Similar reasoning shows that $$ax\equiv b \pmod c \tag{3}$$ has a solution if
$$ ax-ck=b\tag{4}$$ has a solution $(x,k) \in \mathbb{Z^2}$.
$(4)$ cannot have a solution if $\gcd(a,c) \not\mid b$, because this contradicts $(4)$.
If $\gcd(a,c) \mid b$ then $$\gcd\left(\frac a {\gcd(a,c)}, \frac c {\gcd(a,c)}\right) \not\mid \frac b {\gcd(a,c)} \tag{5}$$ and then we have a solution for
$$\frac a {\gcd(a,c)}x- \frac c {\gcd(a,c)}k= \frac b {\gcd(a,c)} \tag{6} $$ and therefore for $(4)$ and $(3)$.
The reason that $(6)$ has a solution if $(5)$ holds follows from the following theorem.
Theorem: If $a,b,c\in \mathbb{Z^+}$ and $\gcd(a,b)=1$ then $$ax\equiv b \pmod c \tag 7$$ has an integer solution $x$.

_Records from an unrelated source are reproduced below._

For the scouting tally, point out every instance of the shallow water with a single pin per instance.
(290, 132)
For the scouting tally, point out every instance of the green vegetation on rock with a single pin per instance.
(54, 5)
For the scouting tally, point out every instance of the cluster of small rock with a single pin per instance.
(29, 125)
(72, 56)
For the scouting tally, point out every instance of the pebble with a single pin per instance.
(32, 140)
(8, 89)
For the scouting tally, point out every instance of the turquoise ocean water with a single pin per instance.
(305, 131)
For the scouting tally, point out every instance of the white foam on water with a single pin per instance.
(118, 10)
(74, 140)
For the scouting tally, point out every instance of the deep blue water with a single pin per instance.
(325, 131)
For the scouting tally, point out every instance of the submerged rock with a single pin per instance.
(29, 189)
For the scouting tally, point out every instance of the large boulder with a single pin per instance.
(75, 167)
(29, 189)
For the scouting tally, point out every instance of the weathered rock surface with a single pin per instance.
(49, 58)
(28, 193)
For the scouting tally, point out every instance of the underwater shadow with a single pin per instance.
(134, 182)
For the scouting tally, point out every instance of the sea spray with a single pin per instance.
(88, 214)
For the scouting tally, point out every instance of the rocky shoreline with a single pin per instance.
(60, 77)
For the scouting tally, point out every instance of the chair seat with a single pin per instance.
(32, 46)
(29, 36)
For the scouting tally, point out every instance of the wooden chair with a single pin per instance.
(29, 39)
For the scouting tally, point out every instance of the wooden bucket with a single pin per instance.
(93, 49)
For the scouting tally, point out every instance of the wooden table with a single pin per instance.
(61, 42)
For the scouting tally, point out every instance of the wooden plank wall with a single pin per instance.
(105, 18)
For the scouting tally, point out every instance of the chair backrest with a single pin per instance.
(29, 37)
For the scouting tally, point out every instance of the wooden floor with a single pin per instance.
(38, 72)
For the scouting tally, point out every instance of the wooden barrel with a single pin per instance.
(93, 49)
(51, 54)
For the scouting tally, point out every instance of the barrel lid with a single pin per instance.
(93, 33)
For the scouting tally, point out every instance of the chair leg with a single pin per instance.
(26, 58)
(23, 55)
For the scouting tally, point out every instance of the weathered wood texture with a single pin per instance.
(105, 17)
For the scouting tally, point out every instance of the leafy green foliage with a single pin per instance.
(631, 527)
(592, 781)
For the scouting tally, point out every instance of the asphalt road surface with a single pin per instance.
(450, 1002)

Proof: Because $\gcd(a,c)=1$ we can construct integers $u,v$ such that $$au+cv=1$$ by using the Extended Euclidean Algorithm. Therefore wwe have $$au \equiv 1 \pmod c \tag 8$$ Multiplying modular equation $(8)$ by $b$ gives $$a(ub) \equiv b \pmod c \tag 9$$ so $x=ub$ is a solution of $(7)$
$$7x\equiv 5\mod{154}$$ has no solutions as you have correctly deduced. In general when we have that $$ax\equiv b\mod{ac},\qquad a\ne1$$ and $\gcd{(a,b)}=1$ then the equation has no solutions. This follows from the fact that we would have for any solution $x$ $$ax=b+kac$$ $$\implies b\equiv0\mod{a}$$ But if $\gcd{(a,b)}=1$ then $b\not\equiv0\text{ mod }a$ - a contradiction.